Mucho antes de los estadios repletos, los Balones de Oro y una familia conocida en cada rincón del planeta, Jorge Messi y Celia Cuccittini eran dos jóvenes rosarinos que intentaban construir una vida juntos. Se habían conocido en Las Heras, en la zona sur de Rosario, en un entorno de familias trabajadoras y con raíces italianas. Allí comenzó una relación que terminaría acompañándolos durante casi medio siglo.

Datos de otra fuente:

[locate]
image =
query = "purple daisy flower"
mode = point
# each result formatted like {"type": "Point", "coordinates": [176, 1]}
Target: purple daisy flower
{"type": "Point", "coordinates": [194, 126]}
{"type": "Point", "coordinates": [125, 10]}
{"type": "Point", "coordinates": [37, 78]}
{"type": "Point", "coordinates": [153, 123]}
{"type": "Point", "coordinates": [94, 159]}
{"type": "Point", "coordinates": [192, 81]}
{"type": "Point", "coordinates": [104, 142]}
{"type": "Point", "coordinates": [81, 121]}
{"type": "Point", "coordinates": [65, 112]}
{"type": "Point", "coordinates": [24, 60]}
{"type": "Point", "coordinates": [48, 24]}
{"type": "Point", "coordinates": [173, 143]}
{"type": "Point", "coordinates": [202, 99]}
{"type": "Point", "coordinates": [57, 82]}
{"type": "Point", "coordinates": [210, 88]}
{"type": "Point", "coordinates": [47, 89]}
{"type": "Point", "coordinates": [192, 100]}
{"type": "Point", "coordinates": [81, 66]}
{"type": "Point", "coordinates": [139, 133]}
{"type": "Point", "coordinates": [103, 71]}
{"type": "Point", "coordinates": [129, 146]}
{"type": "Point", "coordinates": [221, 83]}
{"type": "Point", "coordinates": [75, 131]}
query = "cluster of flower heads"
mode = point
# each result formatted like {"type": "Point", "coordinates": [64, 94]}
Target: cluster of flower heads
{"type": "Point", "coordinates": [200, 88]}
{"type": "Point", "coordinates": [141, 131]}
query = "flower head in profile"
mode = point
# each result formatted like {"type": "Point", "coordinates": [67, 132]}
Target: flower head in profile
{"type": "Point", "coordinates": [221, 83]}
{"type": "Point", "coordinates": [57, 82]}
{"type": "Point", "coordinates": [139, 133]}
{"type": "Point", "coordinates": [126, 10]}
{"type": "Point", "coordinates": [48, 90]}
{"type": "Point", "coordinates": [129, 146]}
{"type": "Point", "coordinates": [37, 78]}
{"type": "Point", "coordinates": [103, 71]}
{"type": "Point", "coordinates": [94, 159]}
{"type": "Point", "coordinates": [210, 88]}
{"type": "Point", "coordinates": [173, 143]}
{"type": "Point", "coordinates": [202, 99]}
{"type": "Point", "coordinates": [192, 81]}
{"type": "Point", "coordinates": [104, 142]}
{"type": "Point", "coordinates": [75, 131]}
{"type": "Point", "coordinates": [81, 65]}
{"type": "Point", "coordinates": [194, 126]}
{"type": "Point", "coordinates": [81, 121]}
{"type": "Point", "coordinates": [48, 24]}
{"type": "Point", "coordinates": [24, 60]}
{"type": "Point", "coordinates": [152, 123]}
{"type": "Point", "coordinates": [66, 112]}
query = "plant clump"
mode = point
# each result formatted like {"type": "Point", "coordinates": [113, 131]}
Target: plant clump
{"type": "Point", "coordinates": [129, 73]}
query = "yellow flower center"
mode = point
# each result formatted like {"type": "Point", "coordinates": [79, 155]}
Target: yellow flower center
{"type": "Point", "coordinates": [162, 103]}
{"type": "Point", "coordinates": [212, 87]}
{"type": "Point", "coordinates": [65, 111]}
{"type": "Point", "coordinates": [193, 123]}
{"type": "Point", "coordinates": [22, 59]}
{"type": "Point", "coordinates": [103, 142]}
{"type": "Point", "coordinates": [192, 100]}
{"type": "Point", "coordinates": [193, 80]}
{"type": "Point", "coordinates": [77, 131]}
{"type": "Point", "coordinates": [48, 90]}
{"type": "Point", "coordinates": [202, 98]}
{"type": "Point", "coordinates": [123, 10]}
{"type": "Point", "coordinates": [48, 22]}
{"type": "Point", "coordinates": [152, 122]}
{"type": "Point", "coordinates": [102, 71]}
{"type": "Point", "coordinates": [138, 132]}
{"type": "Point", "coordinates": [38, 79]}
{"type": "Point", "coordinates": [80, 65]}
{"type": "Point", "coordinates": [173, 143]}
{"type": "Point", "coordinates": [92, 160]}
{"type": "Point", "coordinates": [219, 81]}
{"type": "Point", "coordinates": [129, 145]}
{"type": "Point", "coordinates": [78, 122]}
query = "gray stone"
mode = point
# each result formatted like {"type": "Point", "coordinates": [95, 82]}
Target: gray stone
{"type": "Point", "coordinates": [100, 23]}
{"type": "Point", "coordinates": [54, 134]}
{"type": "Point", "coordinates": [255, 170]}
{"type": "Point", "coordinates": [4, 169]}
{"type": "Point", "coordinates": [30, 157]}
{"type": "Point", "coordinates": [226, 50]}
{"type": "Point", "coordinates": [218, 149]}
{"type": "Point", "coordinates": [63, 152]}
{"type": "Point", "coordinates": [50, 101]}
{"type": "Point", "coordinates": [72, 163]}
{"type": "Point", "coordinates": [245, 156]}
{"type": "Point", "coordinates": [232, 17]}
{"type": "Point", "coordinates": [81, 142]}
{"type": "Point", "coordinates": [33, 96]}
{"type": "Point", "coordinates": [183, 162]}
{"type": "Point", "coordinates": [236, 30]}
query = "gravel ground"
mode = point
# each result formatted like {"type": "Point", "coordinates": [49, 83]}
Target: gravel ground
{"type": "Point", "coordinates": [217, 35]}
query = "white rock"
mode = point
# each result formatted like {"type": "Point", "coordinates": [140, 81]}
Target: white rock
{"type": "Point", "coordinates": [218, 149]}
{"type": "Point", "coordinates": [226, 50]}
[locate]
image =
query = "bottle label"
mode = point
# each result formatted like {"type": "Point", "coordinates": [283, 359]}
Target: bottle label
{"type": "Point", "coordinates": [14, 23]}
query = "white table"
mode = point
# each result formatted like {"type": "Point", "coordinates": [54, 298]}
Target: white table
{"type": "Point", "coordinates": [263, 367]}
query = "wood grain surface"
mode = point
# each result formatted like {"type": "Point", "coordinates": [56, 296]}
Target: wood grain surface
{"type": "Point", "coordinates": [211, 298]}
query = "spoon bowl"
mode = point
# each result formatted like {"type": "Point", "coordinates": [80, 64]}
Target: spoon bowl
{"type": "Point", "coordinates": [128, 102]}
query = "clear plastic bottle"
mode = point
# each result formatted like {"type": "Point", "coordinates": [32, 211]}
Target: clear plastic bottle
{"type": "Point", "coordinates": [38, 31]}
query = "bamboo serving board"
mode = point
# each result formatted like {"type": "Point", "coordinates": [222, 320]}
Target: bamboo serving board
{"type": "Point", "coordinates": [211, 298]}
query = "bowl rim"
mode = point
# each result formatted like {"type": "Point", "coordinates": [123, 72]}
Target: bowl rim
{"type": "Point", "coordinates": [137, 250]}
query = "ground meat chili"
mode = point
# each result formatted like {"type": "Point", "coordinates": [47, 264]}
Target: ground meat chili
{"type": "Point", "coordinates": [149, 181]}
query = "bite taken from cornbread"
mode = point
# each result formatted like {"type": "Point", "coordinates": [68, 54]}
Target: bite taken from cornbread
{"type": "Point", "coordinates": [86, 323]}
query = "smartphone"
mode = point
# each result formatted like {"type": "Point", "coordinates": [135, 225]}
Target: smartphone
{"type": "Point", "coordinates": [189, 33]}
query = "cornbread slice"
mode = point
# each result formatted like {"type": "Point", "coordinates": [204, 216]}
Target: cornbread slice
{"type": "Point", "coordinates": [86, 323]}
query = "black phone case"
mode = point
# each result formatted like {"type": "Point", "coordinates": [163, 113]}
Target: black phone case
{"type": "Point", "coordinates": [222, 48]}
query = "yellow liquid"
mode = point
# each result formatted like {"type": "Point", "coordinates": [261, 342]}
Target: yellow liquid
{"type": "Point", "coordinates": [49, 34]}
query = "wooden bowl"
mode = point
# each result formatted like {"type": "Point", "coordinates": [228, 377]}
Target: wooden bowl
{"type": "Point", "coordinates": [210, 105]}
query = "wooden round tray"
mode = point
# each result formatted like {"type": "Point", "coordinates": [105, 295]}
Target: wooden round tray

Jorge Messi y Celia Cuccittini, 48 años de amor entre sacrificios y una familia que venció la distancia
Se conocieron cuando eran jóvenes en un barrio trabajador de Rosario y se casaron en pleno Mundial de 1978. Tuvieron cuatro hijos, atravesaron dificultades económicas y llegaron a vivir separados por miles de kilómetros para sostener el futuro de su familia. La muerte de Jorge cerró una historia compartida durante casi medio siglo.
Su historia estuvo lejos de transcurrir únicamente alrededor del éxito. Hubo épocas de poco dinero, largas jornadas laborales, cuatro hijos que criar, decisiones que obligaron a la familia a vivir en distintos continentes y años en los que Jorge y Celia tuvieron que sostener un proyecto familiar a la distancia.
Este viernes, con la muerte de Jorge Messi a los 68 años en Rosario, esa historia llegó a su capítulo más doloroso. Apenas unas semanas antes, el matrimonio había cumplido 48 años desde aquel casamiento de junio de 1978.
1978, una boda en Rosario en pleno Mundial
Jorge y Celia se conocían desde jóvenes. Crecieron en el barrio Las Heras y el vínculo comenzó mucho antes de que el apellido Messi tuviera alguna relación con la fama.
Después de varios años juntos tomaron la decisión de casarse. Fue el 17 de junio de 1978 en la iglesia Corazón de María de Rosario, mientras Argentina vivía la euforia del Mundial que terminaría conquistando días después.
La escena tenía poco que ver con el mundo que conocerían décadas más tarde. Jorge trabajaba y buscaba progresar dentro de la industria metalúrgica; Celia también aportaba a la economía familiar. No había lujos ni grandes planes empresariales. El proyecto era mucho más sencillo: formar una familia.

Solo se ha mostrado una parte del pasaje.